Page 6 of Scaled Hearts

“Thank you,” I say, kneeling for her and giving her a kiss on the hand. “Thank you, my goddess.”

I am strange, different and new but I was blessed by the Hearthkeeper herself and it is my duty now to obey, to help my race.

The goddess’ face twists, her body shifts, and suddenly I’m in a different memory.

The war.

I remember this as well.

There is a legion of us, all blessed by the goddess. We breathe our fire out, burning vrakken as we go. I see the way our flames hurt them more than a dark elf’s spell, and I feel validated in my change as they crumple to the ground, their sun glamour ripped away to cause more damage until they are curled up on the ground and reduced to nearly nothing.

We are winning. Soon we will wipe out the threat!

Fire rains from the skies though. They’ve strategized. They have new ways to stop us.

The first dragon dies and we realize we’re not invulnerable. We’re not indestructible. We can be killed.

We retreat, regroup. We come up with new ways to fight back. We realize we need to be smart so we plan sneak attacks. We raid their encampments, sending whole troops up in flames.

The vrakken find a way to take us out in the air, though. I watch my fellow dragons fall, killed midair.

It frightens us, so we decide to escape. We want to live.

We flee, flying fast, trying to get as far as possible. As far from home as we can.

We find some place to land, a tiny island that we name Fouuer Island that we claim as our own. We’re safe here. Hidden from the enemy. Hidden from the rest of the world.

But I feel shame inside, rather than relief. I have let down the Hearthkeeper. I promised to fight, to use my power to help and instead I was a coward. I escaped. I fled from the war.
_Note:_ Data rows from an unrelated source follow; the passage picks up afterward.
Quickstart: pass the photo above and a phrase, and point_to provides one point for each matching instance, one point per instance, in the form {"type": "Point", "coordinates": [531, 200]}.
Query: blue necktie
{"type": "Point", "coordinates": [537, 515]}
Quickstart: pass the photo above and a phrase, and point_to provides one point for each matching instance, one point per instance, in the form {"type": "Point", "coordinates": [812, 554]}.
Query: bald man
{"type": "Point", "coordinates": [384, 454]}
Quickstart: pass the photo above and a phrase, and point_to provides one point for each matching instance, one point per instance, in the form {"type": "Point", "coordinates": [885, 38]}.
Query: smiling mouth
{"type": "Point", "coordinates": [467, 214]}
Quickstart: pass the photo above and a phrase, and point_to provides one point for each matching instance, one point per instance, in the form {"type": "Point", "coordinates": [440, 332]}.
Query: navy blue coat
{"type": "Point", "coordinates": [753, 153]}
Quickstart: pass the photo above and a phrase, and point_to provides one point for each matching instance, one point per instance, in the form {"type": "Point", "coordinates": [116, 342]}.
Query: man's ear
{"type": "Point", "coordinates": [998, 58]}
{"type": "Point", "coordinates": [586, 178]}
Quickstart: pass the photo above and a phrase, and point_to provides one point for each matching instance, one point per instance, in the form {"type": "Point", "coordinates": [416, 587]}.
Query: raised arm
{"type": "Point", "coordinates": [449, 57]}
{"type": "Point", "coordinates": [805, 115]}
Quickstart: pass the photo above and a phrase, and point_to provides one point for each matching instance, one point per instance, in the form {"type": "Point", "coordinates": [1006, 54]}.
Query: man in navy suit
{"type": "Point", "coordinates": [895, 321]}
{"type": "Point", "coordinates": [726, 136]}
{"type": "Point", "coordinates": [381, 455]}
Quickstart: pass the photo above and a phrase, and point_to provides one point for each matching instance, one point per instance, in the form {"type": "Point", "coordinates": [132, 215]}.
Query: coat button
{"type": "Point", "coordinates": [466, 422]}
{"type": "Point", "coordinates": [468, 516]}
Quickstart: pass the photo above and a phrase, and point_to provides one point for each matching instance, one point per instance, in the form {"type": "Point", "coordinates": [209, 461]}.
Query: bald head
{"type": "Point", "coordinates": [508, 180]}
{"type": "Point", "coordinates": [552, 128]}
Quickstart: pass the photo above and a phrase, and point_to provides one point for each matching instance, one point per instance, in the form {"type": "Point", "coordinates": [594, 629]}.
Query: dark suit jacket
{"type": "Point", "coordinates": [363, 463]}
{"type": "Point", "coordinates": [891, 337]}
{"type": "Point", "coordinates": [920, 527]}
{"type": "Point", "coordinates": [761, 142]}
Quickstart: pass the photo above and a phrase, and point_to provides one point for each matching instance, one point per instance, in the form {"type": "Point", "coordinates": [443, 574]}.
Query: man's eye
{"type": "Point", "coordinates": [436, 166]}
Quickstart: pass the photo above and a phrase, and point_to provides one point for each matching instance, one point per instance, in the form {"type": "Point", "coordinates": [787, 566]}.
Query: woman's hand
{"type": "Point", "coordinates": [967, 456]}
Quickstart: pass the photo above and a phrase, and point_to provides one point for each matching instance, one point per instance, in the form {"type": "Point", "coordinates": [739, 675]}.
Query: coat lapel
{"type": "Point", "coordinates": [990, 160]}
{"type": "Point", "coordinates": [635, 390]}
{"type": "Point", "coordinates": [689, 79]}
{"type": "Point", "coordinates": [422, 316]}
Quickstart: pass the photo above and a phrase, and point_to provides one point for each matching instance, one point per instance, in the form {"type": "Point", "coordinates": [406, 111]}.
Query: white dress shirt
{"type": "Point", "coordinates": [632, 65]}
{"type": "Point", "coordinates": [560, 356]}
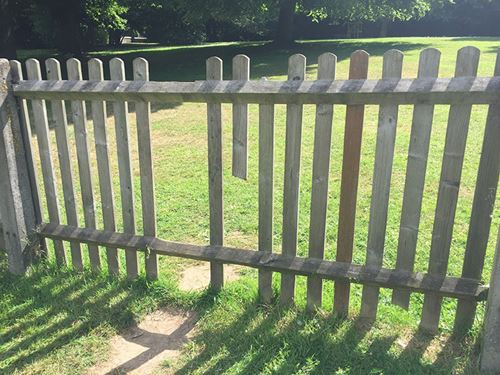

I failed her. I can no longer return.

And then, as we strategize and gain courage, we ready ourselves to dive into the fray again. Only to find out that even if we wanted to leave, we couldn’t.

The island is sealed with strong magic, hiding us away here. Though fish and shipwrecked pieces wash up under it, even my elven form is too big to slip under the seal. Or maybe it’s enchanted to keep only us in. I should be grateful but instead, I’m disappointed. I want my freedom back. I long for my old life.

After some time of testing my body, the magic, and the others around me, I decide to remain in my dragon form and sleep. Warring over the washed up treasures that slip beneath the magic seal don’t entertain me anymore, and neither do my once welcomed companions.

I won’t wake up until the curse of my existence has been lifted. I will slumber, quietly, until I am free once more.

Things blur and shift once again and I see the volcano before me.

The island was formed by this volcano and only has had a few small scale eruptions in the entire time we’ve lived here.

I tilt my head, watching the volcano in silence. Without warning, the earth shifts and rumbles under my paws. Lava spews into the sky and the volcano belches smoke and fire, the entire island covered in a thick layer of ash. The ground starts to break apart underneath me, my paws struggling to keep my body aloft.

Everything is a hot, hot heat. The island is on fire. It’s so warm that the heat of the eruption burrows under my skin and I jolt.

I’m sent into a panic as I start to come to. My waking isn’t part of a memory. It’s real. What’s happening? Why am I waking up after all these years? The island isn’t erupting, despite the dream. The earth feels still under my paws. What has awakened me?

Something prickles at my skin. I don’t know what’s going on but I sense a shift, a change in the air. It calls out to me, trying to pull me from my dreams.

My thoughts are jumbled. I don’t know what’s happening. I’m not awake yet, stuck in that state between sleep and consciousness. I want to go back, to fade back into my dreams where it’s safe, where nothing but freedom exists for me.

I resent my lost freedom and I don’t want to be awake. Perhaps I can find my way back into sleep once more.

I stretch, yawning as I settle my head between my paws once more, rubbing my chin against the earth to get more comfortable. My tail curls tighter against my belly.

Just as the edges of the world start to fade and blur around me once more, I feel it again. It’s like a sharp tug that beckons me towards the land of the living. It pushes and prods at me, urging me to wake up.